Sing a new song.
Growing up, my house was always full of music. I took piano and violin lessons and played in a music ensemble in church. Even today it's a pretty safe bet that at any given moment my dad is either playing one of his many instruments, "jamming" with his band mates, or listening to music. Pop, rook, classical, bluegrass, hymns, and rap--you name it, it has probably been blared throughout the house at some point in my life.
It was no surprise that there was plenty of music at my grandfather's funeral, and not just the familiar hymns he loved. After the funeral itself, as his whole surviving family--four children, 13 grandchildren, numerous great-grandchildren, and all their spouses--gathered at the cemetery, my dad started to sing "Angel Band," a bluegrass song by the Stanley Brothers: "My latest sun is sinking fast/My race is nearly run/My strongest trials now are past/My triumph has begun."

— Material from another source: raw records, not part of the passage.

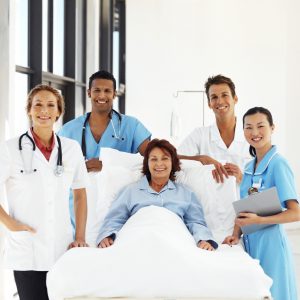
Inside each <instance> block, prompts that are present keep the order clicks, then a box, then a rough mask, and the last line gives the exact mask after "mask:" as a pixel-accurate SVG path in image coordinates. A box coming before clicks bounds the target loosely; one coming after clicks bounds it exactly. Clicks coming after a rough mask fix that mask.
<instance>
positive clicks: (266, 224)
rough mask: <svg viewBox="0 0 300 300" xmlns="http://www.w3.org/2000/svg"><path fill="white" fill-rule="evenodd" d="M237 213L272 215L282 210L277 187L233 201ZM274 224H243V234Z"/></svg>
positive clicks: (267, 215)
mask: <svg viewBox="0 0 300 300" xmlns="http://www.w3.org/2000/svg"><path fill="white" fill-rule="evenodd" d="M232 205H233V208H234V210H235V213H236V215H238V214H239V213H240V212H251V213H256V214H257V215H259V216H272V215H276V214H278V213H280V212H282V207H281V203H280V200H279V197H278V193H277V189H276V187H272V188H270V189H267V190H264V191H262V192H259V193H255V194H252V195H249V196H248V197H247V198H246V199H242V200H238V201H235V202H233V203H232ZM272 225H274V224H251V225H246V226H242V227H241V230H242V232H243V234H249V233H252V232H255V231H257V230H261V229H263V228H266V227H269V226H272Z"/></svg>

There was something about the song, sung a cappella in a cemetery, that brought us all out of our individual grief and transformed us back into a family, a community. One by one, as my dad continued to sing, we joined in the chorus, until the song became both a prayer and a reminder that we were all together, still a family.
Like Rhonda Miska in her essay this month ("Grieving with Brahms," pages 19-21), it was mourning that showed me how music can guide us through the most difficult times. Miska writes that after her grandmother's death music gave her "the consolation of beauty, of one soul extending to another soul and saying, 'I've been there too.'" Music is an experience both personal and communal; each individual is called to a different lyric, a different genre, a different piece, and yet the overall effect is to remind us that we are all one people. One family in Christ. One church.

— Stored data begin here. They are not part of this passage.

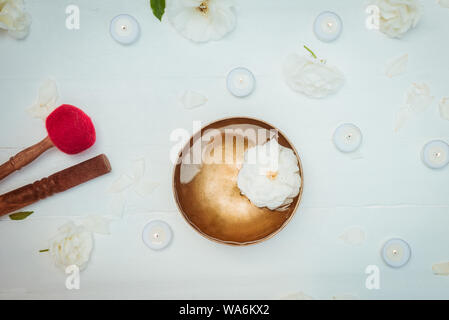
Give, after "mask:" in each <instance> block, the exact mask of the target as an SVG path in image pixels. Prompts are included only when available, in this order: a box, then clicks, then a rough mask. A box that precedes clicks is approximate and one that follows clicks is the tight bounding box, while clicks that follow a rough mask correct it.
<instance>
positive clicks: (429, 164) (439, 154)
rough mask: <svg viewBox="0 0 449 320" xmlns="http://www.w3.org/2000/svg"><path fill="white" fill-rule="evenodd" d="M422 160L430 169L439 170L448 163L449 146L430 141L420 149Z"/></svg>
mask: <svg viewBox="0 0 449 320" xmlns="http://www.w3.org/2000/svg"><path fill="white" fill-rule="evenodd" d="M421 157H422V160H423V162H424V164H425V165H426V166H428V167H429V168H431V169H441V168H444V167H445V166H447V164H448V163H449V145H448V144H447V143H446V142H444V141H441V140H432V141H430V142H428V143H427V144H426V145H425V146H424V147H423V149H422V154H421Z"/></svg>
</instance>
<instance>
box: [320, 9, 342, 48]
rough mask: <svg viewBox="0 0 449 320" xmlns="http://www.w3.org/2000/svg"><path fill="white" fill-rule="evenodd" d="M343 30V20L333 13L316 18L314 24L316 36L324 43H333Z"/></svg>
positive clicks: (320, 14) (325, 13) (322, 15)
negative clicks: (332, 42) (330, 42)
mask: <svg viewBox="0 0 449 320" xmlns="http://www.w3.org/2000/svg"><path fill="white" fill-rule="evenodd" d="M342 30H343V22H342V21H341V18H340V17H339V16H338V15H337V14H336V13H333V12H329V11H325V12H322V13H320V14H319V15H318V17H316V19H315V22H314V24H313V32H314V33H315V36H316V37H317V38H318V39H319V40H321V41H324V42H331V41H334V40H335V39H337V38H338V37H339V36H340V34H341V31H342Z"/></svg>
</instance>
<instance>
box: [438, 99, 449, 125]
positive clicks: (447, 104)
mask: <svg viewBox="0 0 449 320" xmlns="http://www.w3.org/2000/svg"><path fill="white" fill-rule="evenodd" d="M439 107H440V115H441V118H443V119H446V120H449V97H446V98H442V99H441V101H440V105H439Z"/></svg>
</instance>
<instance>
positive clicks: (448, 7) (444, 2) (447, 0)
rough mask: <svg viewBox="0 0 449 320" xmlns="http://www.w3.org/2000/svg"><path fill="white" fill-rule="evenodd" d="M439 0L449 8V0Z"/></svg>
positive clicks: (445, 7)
mask: <svg viewBox="0 0 449 320" xmlns="http://www.w3.org/2000/svg"><path fill="white" fill-rule="evenodd" d="M437 2H438V4H439V5H440V6H442V7H443V8H449V0H438V1H437Z"/></svg>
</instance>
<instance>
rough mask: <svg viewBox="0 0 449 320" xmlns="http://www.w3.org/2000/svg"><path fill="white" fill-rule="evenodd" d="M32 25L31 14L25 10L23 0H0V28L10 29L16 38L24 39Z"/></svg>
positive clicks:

In this month's In Person ("A new kind of music," pages 45-46), music executive Binta Brown says, "Music touches every person, every space." Growing up, music was the air I breathed, how I processed my emotions, how I communicated with my dad, how I participated in my Catholic faith. Even today, every time "Angel Band" comes up on Pandora, I am reminded of standing in that cemetery on top of that hill in the cold, mourning my grandfather and trying not to cry. But I am also reminded of the crowd of people who surrounded me that day. Perhaps this is the meaning of all good art: it reminds us that we are not alone.